On 30 May, NASA and SpaceX got the Falcon 9 into space. It ignited the engines, and cosmonauts Doug Hurley and Bob Behnken entered the upper atmosphere.
It is the first flight with crew to be launched from American soil on a rocket manufactured in the U.S. in almost 10 years, and the first by a private company.
A commercial spaceship has carried astronauts onto the International Space Station for the first time ( ISS) has described the joint mission of NASA and Elon Musk ‘s company SpaceX Demo-2 as historic. SpaceX has developed and tested a series of space rockets and capsules capable of bringing cargo and people into space without any difficulty.
Heating up engines
Both Bob and Doug had twice manned the space shuttle missions. For almost three weeks they were in quarantine and got checked periodically to ensure that COVID-19 did not harm them.
Until the flight, they decided to eat breakfast and undergo one more medical check-up.
They wore SpaceX space uniforms about four hours before leaving and said goodbye to their wives (both former astronauts) and children.
This time due to the coronavirus epidemic, there were not thousands of spectators gathered at a distance to observe the launch as usual.
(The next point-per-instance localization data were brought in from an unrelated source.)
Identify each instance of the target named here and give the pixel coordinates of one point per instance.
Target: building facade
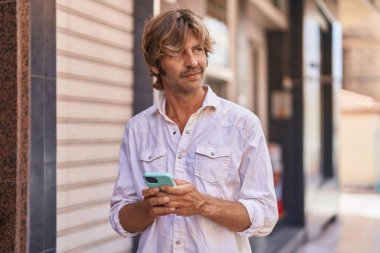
(74, 74)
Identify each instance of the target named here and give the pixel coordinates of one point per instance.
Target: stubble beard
(186, 87)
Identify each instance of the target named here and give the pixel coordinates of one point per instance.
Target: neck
(180, 107)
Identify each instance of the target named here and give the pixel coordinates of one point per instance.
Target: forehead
(191, 40)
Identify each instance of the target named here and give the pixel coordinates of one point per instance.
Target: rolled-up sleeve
(124, 192)
(257, 192)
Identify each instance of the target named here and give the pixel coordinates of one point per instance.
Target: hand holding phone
(157, 179)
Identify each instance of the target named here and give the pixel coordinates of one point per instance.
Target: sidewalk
(357, 229)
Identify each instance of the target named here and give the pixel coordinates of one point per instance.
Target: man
(215, 150)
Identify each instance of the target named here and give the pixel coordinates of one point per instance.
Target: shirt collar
(211, 100)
Instead, millions were able to experience it from their homes thanks to the broadcasts that NASA and SpaceX provided.
Behnken and Hurley’s length of stay aboard the spacecraft is not yet determined, but the Crew Dragon can stay in space for 114 days (16 weeks).
Jim Bridenstine said early August they could be returning to Earth.
After leaving the ISS, the astronauts will start their return until they land off Florida’s coast in the Atlantic.
Its descent will take place thanks to four parachutes, a similar tactic used to return the capsules of Apollo, although they reached the Pacific region.
Why is launching so important?
NASA has expended hundreds of millions each year to send cosmonauts on the Russian Soyuz spacecraft since 2011, the last time a manned launching was made in the US. It certainly is a crucial step toward restoring the prestige of America in the space race.
The SpaceX era
SpaceX and its managing director, Elon Musk, wanted to be part of the space exploration history of humanity. And with that goal in mind, he set out to develop an entire program that would allow people to get into space.
Along similar lines, the organization collaborated with NASA and began actively manufacturing rockets and delivering freight to the ISS, while evaluating the efficacy and health of their spacecraft.
Because of the great costs of this type of ambitious project, SpaceX developed the Falcon 9, a rocket that, unlike the propellers that used yesterday’s space shuttles, is able to re-enter the land and land on it. The vehicle is started off from, to be used again in future launches.
This Falcon 9 feature helps you to save massive sums of money and streamline space exploration by reusing the rockets in the shortest time possible.
SpaceX proved they can transport cargo and supplies to the ISS in an efficient and safe way with Crew Dragon, so only the next level, transport astronauts, remained to take.
Next stop: Mars and the Moon
Yet the aspirations of Elon Musk go far beyond just going out to space. He’s planning to go back to the Moon and continue the processes of getting to Mars. Undoubtedly a milestone in humanity’s history of space exploration.
Not only from SpaceX CEO, these ambitions have found a coincidence with Donald Trump’s administration, who is also interested in the United States surprising the world with another moon landing and the dream of reaching the red planet.
Getting to the Moon at the moment sounds much closer, as the distance that separates us is easier to face than a possible trip to Mars since it is estimated that it would take about 450 Earth days to reach the red planet. It would take to get to the Moon, compared to about 6 days.
Yet these numbers will not deter the excited NASA and SpaceX scientists and engineers who look forward to the conquest of Mars in the coming years.